31. İlk İzlenimler

2K 165 142
                                    

"Evet, hemen anlatıyosunuz! Bu iş ne zaman başladı, ne kadardır devam ediyor, bize ne zaman söyleyecektiniz?"

Regulus Diana'nın art arda gelen sorularıyla gözlerini devirdi. "Annemin kızlık soyadını da söyleyeyim ister misin?" Diana gözlerini kısıp kafasını yana eğdi. "Annenin kızlık soyadı da Black zaten, Mini Black." Regulus kaşlarını çattı. "Sen niye her şeyi biliyorsun?" Susan ikilinin arasının gerildiğini fark edince araya girme ihtiyacı duydu. "Uff bir durun, konudan sapıyorsunuz!" Diana'nın gözleri parıldadı. "Aa evet, doğru. Bu konudan sapmasak iyi olur çünkü en yakın arkadaşlarımdan biri bir Black'le çıkıyor!"

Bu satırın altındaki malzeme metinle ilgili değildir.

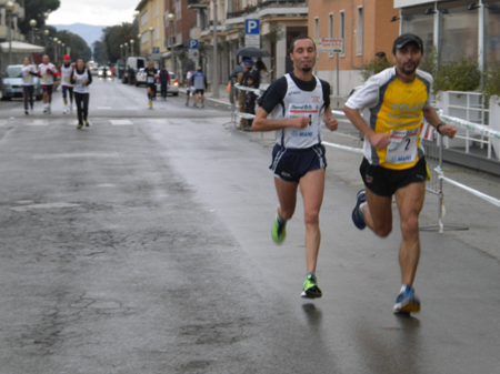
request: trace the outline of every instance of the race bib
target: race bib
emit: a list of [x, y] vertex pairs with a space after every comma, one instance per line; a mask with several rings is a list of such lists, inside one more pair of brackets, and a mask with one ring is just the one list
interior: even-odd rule
[[386, 162], [411, 163], [417, 159], [417, 138], [419, 129], [391, 131], [387, 148]]
[[312, 125], [312, 122], [318, 117], [318, 104], [290, 104], [288, 107], [290, 118], [309, 117], [308, 127]]

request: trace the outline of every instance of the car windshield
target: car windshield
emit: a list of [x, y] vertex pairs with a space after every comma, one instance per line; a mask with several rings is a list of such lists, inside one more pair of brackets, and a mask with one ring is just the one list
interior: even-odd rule
[[20, 67], [7, 67], [6, 78], [17, 78], [21, 73]]

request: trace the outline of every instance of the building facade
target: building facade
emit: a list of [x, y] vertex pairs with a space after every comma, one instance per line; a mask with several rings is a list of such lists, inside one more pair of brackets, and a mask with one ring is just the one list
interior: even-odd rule
[[[330, 82], [334, 95], [346, 97], [361, 84], [359, 68], [386, 52], [391, 59], [392, 43], [399, 36], [398, 14], [393, 2], [387, 0], [316, 0], [309, 1], [308, 29], [311, 38], [343, 39], [339, 53], [320, 53], [318, 75]], [[339, 81], [337, 82], [337, 69]]]
[[[156, 59], [160, 63], [161, 54], [167, 51], [164, 43], [164, 0], [141, 0], [136, 10], [139, 12], [140, 55]], [[159, 53], [153, 53], [158, 49]]]
[[199, 39], [196, 34], [197, 17], [203, 13], [207, 7], [191, 8], [189, 0], [163, 0], [164, 1], [164, 37], [167, 51], [162, 54], [164, 64], [169, 71], [176, 74], [180, 82], [183, 82], [186, 70], [189, 64], [188, 40]]
[[500, 1], [394, 0], [401, 32], [419, 34], [438, 62], [466, 57], [481, 70], [500, 58]]
[[[224, 84], [236, 65], [241, 62], [241, 57], [234, 53], [244, 47], [244, 22], [248, 19], [260, 20], [260, 47], [271, 54], [261, 58], [268, 70], [268, 73], [261, 73], [262, 82], [270, 82], [291, 71], [287, 47], [291, 39], [308, 32], [310, 1], [190, 0], [189, 2], [191, 7], [204, 6], [203, 12], [198, 11], [197, 29], [203, 46], [202, 57], [206, 57], [203, 69], [208, 72], [209, 83], [212, 82], [212, 63], [218, 67], [218, 83]], [[213, 59], [216, 19], [218, 52]]]

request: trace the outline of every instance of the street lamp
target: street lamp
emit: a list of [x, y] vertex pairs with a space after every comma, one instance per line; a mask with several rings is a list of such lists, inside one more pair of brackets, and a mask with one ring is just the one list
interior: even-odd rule
[[37, 27], [37, 20], [31, 20], [30, 26], [31, 26], [31, 44], [34, 44], [34, 28]]
[[217, 1], [212, 0], [212, 8], [213, 8], [213, 83], [212, 83], [212, 98], [219, 99], [219, 70], [217, 69]]
[[12, 11], [14, 10], [14, 3], [7, 1], [6, 10], [9, 13], [9, 64], [12, 64]]
[[170, 53], [171, 53], [171, 55], [172, 55], [172, 62], [173, 62], [173, 65], [172, 65], [172, 68], [173, 68], [173, 73], [174, 74], [177, 74], [177, 61], [176, 61], [176, 54], [173, 53], [173, 44], [174, 44], [174, 33], [176, 33], [176, 26], [174, 26], [174, 21], [176, 21], [176, 14], [173, 14], [173, 13], [169, 13], [168, 16], [167, 16], [167, 19], [169, 20], [169, 22], [170, 22], [170, 37], [171, 37], [171, 42], [169, 43], [170, 44]]
[[58, 61], [58, 38], [53, 38], [53, 57], [54, 57], [54, 61]]
[[152, 33], [153, 33], [154, 29], [152, 27], [149, 28], [149, 33], [150, 33], [150, 44], [151, 44], [151, 49], [150, 49], [150, 53], [152, 54]]

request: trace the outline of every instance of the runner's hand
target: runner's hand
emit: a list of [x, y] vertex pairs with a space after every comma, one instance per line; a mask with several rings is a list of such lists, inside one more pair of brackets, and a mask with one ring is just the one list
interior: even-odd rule
[[291, 127], [297, 129], [306, 129], [307, 125], [309, 124], [309, 121], [310, 121], [309, 117], [296, 117], [292, 120]]
[[369, 135], [367, 135], [368, 140], [370, 141], [371, 145], [373, 145], [378, 150], [386, 149], [390, 141], [391, 134], [390, 133], [377, 133], [372, 132]]
[[339, 128], [339, 122], [333, 117], [324, 119], [324, 124], [330, 131], [336, 131]]
[[453, 139], [457, 134], [457, 128], [452, 124], [443, 124], [439, 127], [439, 132], [441, 132], [441, 135], [448, 137], [450, 139]]

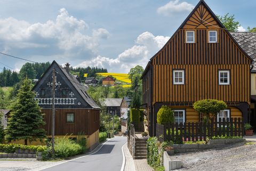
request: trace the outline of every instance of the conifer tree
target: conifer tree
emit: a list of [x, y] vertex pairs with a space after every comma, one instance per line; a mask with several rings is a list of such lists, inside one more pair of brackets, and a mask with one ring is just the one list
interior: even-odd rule
[[17, 101], [11, 107], [11, 117], [6, 131], [7, 141], [24, 140], [25, 145], [45, 137], [45, 131], [41, 128], [45, 123], [35, 95], [31, 91], [30, 80], [25, 79], [18, 91]]

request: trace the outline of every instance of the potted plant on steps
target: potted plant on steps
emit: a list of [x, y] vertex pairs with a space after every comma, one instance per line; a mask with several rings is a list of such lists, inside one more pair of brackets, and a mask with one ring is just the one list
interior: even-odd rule
[[245, 130], [245, 135], [252, 136], [253, 130], [252, 129], [252, 126], [250, 124], [244, 124], [244, 129]]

Regulus sesten rahatsız olmuş gibi yüzünü buruşturup kulağını tıkadı. "Abimin vericeği tepkiyi abim öğrenmeden yaşıyorum resmen! Aşırı dramatiklik bulaşıcı olabilir mi acaba?" Diana kaşlarını çatıp elini beline koydu. Regulus'un yüzü iyice korkmuş bir ifadeye büründü. "Tamam, bu benzerlik cidden ürkütücü olmaya başladı. Evlenin de hep birlikte kurtulalım artık!" Bu sefer Diana yüzğnü buruşturdu. "Espri yeteneğini babandan almışsın Mini Black. Ve benim arkadaşım da bu zevksizliğe düşmüş yani."

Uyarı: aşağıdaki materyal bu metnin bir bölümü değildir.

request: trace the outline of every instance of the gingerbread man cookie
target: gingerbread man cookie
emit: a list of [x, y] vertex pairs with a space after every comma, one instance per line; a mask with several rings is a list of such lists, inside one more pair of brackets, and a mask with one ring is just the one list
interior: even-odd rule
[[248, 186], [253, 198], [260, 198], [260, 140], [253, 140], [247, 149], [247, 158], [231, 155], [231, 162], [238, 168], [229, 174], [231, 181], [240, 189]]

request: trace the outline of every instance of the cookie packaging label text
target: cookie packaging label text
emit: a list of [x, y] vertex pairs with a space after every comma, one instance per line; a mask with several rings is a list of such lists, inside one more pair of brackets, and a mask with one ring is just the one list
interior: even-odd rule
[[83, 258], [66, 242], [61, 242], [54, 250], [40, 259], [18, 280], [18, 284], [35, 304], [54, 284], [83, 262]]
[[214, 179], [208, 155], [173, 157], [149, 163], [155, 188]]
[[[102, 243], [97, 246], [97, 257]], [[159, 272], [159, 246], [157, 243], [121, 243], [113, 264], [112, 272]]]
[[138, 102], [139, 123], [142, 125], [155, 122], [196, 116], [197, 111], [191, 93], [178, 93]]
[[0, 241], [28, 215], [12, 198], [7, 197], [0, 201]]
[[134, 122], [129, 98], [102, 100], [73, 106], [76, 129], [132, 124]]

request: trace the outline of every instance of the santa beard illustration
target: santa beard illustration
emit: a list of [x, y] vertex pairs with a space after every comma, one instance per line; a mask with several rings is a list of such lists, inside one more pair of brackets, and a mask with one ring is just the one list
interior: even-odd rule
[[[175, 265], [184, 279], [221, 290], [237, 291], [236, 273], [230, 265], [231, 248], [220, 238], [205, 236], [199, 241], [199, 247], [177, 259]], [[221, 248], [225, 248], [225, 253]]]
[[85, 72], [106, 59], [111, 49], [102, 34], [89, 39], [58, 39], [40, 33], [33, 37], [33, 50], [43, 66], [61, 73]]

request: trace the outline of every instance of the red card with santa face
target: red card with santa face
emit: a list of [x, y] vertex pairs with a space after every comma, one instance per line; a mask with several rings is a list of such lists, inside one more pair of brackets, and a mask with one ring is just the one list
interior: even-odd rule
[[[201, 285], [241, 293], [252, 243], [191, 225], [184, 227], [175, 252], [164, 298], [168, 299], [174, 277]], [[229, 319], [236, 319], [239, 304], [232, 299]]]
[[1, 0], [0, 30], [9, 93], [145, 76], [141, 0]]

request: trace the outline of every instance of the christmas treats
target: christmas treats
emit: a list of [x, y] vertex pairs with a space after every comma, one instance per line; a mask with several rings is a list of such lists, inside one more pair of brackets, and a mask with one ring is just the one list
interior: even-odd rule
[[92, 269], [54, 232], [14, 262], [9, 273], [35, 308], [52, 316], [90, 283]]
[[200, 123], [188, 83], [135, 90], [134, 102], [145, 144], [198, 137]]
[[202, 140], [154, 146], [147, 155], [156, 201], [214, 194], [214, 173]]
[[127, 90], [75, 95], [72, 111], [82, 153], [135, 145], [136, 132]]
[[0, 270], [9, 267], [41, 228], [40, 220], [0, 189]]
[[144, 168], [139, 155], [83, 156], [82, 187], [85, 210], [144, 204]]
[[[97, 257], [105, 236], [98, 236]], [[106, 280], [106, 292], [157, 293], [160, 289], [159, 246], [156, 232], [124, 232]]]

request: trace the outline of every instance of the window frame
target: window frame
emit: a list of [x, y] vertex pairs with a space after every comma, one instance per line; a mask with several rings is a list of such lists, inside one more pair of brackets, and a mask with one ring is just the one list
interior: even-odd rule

Susan dudağını ısırdı. "Bak D, kimseye söyleyemezsin. Özellikle Black ailesi kesinlikle öğrenmemeli. Sonuçta safkan değilim." Diana kafasını yana yatırdı. "Ee, iyi ya, en azından Muggle doğumlu değilsin. Walburga seni çıtır çıtır yerdi." Sonra duraksayıp ikisini de iyice süzdü. "Tamam, tamam, kimseye tek kelime etmem. Ama zaten siz de sonsuza kadar ihtiyaç odasında saklanamazsınız. Ama bir şartım var." Susan ve Regulus sorgularcasına ona baktılar. "Beni bu hafta yalnız bırakamazsın Susan. Raymond köşe bucak beni kovalıyor resmen! Onunla daha fazla yalnız kalamam." Regulus kahkaha attı. "Abimi kızdırmak için bu kadar ileri gitmen gerekiyor muydu cidden? Zavallıya biraz merhamet et." Diana göz devirdi.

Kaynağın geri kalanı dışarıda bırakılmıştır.